Half marathons are larger in size usually than 5ks or 10ks–at least in southern California. You can get 2,000 to 10,000 people at a half marathon. Because of this and because there are more street closures due to the longer length of the race, the race organizers are more strict about arrival procedures. Again, check the website for the instructions. Arrive about an hour-and-a-half before the start to find parking and deal with possible race traffic as parking might be slow due to long lines of cars. Once you find parking, pick up your bib unless you already did so the day before (some races require you do this).  Use the porta-potty and start warming up 30 to 40 minutes before the race. I recommend porta-potty use early if you can because the lines get long at bigger races. Check-in your bag at the proper station but don’t forget your energy gels and water bottles if you have them. Get to the start line about 10 minutes beforehand unless there’s a deadline to arrive at a start line corral. If there’s a deadline then get there before that time. Never assume you’ll be granted an exception. I don’t care how cute your tutu looks. That security person might not be amused.

The Chicago Marathon has more than 40,000 runners. If you want a stress-free pre-race routine, get to Grant Park two hours prior to the start.

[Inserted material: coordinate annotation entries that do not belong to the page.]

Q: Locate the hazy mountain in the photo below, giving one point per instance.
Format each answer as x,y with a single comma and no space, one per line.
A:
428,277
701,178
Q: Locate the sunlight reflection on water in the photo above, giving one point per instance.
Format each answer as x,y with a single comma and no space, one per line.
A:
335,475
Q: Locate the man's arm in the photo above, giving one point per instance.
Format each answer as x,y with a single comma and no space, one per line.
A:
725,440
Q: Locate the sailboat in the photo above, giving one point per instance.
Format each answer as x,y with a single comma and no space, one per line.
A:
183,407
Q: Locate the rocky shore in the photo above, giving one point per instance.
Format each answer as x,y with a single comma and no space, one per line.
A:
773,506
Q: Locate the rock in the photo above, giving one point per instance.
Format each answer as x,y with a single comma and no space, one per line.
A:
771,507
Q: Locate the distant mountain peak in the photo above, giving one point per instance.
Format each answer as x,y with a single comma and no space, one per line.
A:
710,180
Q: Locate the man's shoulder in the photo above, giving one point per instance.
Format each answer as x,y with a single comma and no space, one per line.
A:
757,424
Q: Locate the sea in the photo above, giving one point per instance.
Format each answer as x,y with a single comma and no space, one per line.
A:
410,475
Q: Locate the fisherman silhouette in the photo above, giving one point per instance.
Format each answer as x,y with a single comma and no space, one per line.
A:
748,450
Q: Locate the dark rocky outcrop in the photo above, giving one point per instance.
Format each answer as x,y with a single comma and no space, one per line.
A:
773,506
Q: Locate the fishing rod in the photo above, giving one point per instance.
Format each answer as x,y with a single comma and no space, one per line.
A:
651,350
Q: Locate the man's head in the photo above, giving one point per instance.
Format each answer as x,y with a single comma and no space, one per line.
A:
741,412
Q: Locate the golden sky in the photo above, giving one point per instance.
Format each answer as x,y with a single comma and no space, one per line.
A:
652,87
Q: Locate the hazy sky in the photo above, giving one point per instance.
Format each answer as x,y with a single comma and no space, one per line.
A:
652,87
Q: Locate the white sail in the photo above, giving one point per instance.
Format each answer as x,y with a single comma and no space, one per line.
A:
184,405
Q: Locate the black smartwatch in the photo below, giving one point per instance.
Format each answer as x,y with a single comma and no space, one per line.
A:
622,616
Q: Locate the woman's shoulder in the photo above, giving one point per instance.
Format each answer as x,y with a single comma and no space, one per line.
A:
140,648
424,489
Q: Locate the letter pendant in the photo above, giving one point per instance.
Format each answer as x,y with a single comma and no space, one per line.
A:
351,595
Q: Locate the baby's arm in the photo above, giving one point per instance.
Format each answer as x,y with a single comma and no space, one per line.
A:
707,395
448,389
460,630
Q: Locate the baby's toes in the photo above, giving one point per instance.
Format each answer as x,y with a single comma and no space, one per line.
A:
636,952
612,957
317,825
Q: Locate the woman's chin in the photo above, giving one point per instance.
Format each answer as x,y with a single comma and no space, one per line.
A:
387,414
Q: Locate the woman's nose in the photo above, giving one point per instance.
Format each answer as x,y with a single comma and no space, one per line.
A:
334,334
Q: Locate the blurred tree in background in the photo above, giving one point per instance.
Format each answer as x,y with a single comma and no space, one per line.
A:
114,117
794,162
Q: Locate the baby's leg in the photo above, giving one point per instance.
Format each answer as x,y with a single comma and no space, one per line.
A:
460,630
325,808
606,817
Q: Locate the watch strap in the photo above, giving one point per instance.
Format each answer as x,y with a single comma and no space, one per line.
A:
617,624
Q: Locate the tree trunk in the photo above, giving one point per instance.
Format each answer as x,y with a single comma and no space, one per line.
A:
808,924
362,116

Marathons are huge sporting events. Lots of logistics are involved, especially for major marathons like the Los Angeles Marathon which have more than 25,000 runners. It takes a lot of work to close major streets in  Los Angeles for several hours, especially with all the traffic. It’s extremely important to visit the event website several times for instructions. Events like these require you to pick up your bib at the expo a day or two before. Many of them now have a clear-bag policy. When you pick up your bib, you’ll receive a big plastic bag to put your warm up clothes in and anything else you won’t need while racing. I’d arrive two hours prior to the start if you’ve never raced in the event before. This will allow time to deal with parking traffic and there will be a lot of traffic. The Los Angeles Marathon, for example, opens up only one entrance to the general public at Dodger Stadium, where it starts. This causes lots and lots of traffic. I know because I was stuck in it last year. I was a bit stressed as the traffic caused me to arrive at the start about 30 minutes before the race. That was no fun. I had to quickly check in my bag and try to warm up before they closed the corral I was supposed to start in. Early arrival will also allow time to go through a security checkpoint, find the bag check-in and your designated starting corral. Fortunately, there are usually lots of signs and volunteers to answer questions. If you are confused, find a volunteer and ask. Corrals close about 15 to 20 minutes before the race start. Make sure you’re paying attention to the time. There are usually loud speakers and an announcer will mention the corrals are close to closing but what if you can’t hear it or are too far away?

Races are supposed to be fun. They can be a great experience, especially if you’re not stressed about arriving and doing your pre-race routine. Preparation starts with a website visit and making sure you give yourself plenty of time wake up, eat and arrive. The focus should be on the race. It can be that way with proper prep.